Monday, 1 October 2012

Access All Areas


Two days of poetry readings as part of my local literature festival have been summarily cancelled.

For several years now, they have been held in the upstairs room of a local tea shop. Free entry as long as you buy a cuppa and a cake. Excellent poets, many of them extensively published, travel from all around the area to perform free of charge.

This year, a disability group has complained that the event is not fully accessible because of the stairs, and so it will not now take place. This is quite likely the group that previously led to the cancellation of another regular poetry event in a neighbouring town for similar reasons.

So now the event is equally inaccessible to everyone and we should all be equally happy with this outcome, I guess.

It's a tricky one, isn't it? I'm all for equal access, clearly.  But in my day job I have seen many businesses have to close down, and many landlords go bankrupt, because our country's property portfolio  -  sometimes many hundreds of years old  -  cannot always be adapted to meet the new requirements.  And as a poetry performer I have seen that only running readings that are fully accessible has the net effect of making live performance evenings less easy to hold and therefore over all less accessible.  A pub or tea shop can't give up it's main trading floor without charging a fee and therefore less events like our readings and poetry nights can take place.

Probably now I'll be hoisted up and made an example of, as if I were unsympathetic to the rights and indeed challenges of people with mobility issues. I know, I know, the problems we face in our family trundling about the place with a profoundly disabled child, his chair, his paraphernalia, his occasional disturbing seizures and (in my view) even more disturbing episode of random Exorcist-style projectile vomiting. I'm just saying, it's tricky to tell when something is right, and when doing what seems like the right thing leads to the wrong outcome.

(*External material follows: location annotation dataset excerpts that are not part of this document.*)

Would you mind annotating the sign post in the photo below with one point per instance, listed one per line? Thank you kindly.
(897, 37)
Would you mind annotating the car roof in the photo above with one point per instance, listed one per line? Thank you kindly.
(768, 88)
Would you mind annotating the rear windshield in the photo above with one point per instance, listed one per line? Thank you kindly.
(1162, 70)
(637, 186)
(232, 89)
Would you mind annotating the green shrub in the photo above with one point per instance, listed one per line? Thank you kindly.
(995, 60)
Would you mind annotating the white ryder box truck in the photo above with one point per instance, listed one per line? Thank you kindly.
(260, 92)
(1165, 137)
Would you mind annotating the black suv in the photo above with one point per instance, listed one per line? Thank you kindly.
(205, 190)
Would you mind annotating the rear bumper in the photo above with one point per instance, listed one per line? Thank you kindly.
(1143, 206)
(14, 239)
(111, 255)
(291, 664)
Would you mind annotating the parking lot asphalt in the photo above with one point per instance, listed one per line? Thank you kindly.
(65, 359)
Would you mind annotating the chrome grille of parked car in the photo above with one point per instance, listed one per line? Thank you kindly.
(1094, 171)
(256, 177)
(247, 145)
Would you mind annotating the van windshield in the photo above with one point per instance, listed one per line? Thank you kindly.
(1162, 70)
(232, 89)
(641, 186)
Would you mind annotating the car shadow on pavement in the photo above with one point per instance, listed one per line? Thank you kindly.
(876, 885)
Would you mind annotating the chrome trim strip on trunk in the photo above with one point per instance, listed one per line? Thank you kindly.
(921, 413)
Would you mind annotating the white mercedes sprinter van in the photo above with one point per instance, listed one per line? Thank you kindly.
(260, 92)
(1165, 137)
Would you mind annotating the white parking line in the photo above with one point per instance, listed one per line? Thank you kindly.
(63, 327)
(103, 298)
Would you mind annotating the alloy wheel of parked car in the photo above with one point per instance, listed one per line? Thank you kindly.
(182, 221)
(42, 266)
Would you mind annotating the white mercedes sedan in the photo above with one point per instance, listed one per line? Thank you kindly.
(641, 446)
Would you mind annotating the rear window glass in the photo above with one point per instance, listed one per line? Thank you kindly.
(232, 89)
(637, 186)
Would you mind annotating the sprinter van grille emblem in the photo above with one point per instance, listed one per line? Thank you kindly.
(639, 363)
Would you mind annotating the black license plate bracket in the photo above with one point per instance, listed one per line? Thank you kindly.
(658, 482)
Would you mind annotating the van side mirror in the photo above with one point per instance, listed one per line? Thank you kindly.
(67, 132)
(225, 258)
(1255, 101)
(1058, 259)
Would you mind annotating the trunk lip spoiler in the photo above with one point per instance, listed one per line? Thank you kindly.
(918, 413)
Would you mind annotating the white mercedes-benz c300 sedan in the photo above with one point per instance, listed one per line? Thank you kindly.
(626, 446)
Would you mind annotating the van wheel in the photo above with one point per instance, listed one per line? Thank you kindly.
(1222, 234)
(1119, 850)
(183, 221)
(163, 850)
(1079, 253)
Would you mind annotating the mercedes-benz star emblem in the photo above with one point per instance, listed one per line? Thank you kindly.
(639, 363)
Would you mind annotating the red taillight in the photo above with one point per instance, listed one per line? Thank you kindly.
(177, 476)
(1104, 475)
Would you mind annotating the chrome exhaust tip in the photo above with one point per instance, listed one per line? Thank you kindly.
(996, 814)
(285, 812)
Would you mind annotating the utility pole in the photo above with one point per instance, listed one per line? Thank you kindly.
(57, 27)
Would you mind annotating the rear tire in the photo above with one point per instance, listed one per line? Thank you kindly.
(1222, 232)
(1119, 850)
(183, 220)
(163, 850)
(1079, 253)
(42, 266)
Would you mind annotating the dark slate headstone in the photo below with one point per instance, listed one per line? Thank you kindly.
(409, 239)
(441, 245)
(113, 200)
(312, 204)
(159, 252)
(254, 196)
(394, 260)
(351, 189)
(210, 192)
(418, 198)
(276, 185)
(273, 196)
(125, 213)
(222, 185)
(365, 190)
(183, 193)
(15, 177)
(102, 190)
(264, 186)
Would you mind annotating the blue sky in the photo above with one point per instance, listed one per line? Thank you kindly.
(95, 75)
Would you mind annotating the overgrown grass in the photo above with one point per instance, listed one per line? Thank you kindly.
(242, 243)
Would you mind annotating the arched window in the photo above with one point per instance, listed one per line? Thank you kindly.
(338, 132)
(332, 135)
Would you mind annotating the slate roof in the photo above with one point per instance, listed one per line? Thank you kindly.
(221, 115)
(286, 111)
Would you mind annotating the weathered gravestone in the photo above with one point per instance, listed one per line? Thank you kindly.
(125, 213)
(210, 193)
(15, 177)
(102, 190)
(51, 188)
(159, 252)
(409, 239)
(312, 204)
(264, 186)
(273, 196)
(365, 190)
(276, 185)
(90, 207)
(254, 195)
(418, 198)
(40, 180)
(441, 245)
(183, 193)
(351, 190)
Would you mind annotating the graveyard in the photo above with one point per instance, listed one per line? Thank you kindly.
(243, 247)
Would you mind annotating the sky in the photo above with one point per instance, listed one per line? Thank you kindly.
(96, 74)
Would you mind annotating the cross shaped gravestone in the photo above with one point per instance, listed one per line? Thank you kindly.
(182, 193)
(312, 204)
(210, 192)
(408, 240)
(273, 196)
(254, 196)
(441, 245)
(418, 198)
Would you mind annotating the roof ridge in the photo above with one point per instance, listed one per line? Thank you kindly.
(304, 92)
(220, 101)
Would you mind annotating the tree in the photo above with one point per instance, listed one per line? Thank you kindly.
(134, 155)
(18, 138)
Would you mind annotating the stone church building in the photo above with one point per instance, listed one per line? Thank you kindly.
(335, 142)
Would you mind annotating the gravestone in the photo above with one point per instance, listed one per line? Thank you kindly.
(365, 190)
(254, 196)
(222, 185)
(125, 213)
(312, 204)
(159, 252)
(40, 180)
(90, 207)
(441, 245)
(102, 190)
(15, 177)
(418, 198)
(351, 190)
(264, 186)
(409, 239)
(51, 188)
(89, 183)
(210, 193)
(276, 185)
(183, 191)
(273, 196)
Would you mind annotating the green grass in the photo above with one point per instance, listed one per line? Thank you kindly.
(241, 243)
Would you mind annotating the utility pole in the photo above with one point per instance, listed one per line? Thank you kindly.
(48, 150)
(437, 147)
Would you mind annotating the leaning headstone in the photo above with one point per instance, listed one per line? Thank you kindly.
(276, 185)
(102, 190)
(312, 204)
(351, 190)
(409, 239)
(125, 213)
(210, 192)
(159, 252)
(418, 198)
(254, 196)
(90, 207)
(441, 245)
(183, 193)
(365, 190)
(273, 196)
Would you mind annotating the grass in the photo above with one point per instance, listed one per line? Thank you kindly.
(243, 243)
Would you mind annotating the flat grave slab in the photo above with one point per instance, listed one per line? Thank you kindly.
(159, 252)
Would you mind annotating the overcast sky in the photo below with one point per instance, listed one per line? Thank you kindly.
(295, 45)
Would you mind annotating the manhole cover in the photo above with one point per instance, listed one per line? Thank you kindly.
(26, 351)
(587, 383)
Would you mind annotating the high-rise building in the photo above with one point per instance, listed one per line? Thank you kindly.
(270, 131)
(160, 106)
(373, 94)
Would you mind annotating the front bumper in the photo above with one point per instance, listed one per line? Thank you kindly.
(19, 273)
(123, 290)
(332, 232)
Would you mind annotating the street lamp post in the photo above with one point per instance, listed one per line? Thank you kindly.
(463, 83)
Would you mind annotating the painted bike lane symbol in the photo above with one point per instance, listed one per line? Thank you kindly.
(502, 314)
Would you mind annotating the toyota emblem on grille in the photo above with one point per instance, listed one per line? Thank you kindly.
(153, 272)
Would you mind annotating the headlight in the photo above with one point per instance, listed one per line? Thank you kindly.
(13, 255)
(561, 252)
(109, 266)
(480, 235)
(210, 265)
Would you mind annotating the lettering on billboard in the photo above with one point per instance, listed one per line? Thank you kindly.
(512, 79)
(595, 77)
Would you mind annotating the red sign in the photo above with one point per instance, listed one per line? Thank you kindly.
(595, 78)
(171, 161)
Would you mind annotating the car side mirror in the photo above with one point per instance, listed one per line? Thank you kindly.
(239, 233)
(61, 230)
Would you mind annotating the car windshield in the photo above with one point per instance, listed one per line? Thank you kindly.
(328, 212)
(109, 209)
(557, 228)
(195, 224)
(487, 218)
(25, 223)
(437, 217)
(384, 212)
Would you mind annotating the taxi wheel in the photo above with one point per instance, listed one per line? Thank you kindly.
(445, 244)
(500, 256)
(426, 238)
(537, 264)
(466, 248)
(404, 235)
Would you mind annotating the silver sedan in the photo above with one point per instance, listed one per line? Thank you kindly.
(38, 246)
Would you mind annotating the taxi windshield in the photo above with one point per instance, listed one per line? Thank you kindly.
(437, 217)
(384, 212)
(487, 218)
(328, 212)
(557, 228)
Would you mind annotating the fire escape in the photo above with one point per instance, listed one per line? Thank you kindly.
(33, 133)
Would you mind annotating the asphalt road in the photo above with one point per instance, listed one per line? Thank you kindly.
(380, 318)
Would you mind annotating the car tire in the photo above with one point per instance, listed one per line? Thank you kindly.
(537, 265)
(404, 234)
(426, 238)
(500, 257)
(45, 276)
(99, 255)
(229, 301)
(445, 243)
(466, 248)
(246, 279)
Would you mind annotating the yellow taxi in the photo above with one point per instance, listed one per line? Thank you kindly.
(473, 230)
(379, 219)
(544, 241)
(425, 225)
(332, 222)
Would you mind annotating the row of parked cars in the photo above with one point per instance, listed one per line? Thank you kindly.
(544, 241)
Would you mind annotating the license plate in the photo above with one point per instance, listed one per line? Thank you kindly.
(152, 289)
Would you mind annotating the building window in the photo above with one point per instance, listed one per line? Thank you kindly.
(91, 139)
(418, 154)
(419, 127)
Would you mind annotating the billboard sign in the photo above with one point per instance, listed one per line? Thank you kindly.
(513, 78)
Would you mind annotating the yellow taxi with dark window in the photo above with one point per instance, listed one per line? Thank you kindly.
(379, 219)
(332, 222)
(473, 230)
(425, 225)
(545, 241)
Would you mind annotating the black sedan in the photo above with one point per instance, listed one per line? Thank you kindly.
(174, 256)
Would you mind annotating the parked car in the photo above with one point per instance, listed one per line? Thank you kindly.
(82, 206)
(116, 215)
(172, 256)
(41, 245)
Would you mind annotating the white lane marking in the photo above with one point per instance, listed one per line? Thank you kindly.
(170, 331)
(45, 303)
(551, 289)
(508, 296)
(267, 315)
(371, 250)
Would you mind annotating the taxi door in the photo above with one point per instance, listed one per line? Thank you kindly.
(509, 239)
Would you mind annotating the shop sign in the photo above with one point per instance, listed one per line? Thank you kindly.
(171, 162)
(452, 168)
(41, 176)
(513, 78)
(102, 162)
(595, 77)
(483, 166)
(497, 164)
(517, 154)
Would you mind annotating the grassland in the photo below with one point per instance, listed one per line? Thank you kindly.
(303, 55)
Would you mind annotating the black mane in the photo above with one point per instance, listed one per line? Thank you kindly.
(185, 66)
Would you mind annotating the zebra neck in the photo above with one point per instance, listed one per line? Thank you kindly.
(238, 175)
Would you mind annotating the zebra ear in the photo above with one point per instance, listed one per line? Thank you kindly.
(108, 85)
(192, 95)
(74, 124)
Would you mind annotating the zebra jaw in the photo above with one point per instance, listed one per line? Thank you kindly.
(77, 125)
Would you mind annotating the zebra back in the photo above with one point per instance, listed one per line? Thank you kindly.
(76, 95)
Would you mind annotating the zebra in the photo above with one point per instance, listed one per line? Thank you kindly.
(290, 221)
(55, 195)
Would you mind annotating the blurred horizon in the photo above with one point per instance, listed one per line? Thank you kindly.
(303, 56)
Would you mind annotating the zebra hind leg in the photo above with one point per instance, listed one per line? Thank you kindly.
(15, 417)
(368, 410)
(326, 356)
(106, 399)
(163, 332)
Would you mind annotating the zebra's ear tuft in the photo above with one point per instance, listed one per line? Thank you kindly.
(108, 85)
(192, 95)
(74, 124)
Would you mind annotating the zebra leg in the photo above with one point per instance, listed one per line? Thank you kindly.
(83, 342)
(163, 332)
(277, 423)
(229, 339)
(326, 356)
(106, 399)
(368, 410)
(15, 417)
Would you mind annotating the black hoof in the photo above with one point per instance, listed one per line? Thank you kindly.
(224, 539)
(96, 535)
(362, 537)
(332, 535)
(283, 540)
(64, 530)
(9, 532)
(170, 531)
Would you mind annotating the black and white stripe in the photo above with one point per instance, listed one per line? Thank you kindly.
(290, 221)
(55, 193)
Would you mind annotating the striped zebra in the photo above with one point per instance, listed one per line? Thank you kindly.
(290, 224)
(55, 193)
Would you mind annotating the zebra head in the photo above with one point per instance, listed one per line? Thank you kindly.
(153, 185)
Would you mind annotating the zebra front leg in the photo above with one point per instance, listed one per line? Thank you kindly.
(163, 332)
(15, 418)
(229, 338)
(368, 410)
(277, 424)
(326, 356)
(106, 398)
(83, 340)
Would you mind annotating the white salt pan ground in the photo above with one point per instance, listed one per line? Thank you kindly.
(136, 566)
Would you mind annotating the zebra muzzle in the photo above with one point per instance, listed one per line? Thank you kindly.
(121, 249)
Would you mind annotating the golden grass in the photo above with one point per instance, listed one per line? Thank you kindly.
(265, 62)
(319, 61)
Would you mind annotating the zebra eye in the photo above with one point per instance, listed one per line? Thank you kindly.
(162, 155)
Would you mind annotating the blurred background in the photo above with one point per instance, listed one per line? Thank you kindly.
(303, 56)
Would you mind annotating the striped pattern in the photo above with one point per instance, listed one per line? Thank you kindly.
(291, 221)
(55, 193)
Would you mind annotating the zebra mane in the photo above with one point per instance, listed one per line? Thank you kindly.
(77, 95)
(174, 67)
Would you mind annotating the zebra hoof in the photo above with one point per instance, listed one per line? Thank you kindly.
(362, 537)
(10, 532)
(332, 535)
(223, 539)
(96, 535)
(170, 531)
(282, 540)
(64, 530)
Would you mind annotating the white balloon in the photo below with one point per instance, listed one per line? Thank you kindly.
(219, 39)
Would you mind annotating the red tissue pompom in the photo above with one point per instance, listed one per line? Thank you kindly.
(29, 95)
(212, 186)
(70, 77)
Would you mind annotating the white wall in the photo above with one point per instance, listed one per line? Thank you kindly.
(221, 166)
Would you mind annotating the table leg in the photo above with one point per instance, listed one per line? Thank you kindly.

Meanwhile in this politically correct day and age, discrimination and bullying of gingers continues unabated.  Yes I know we are ugly, and pale, and every freckle points to a soul that we have stolen with our evil carrot-headed mischief. And I had heard it rumoured that we smell.

In my day at school, gingers were reputed to smell of piss. Apparently that's not correct.  According to the latest teenage lore, we smell of cake - and not in a good way.

This is another thing I don't really understand. Oh my golly. I think I'll retreat to bed with a cup of tea and a gingerbread-person.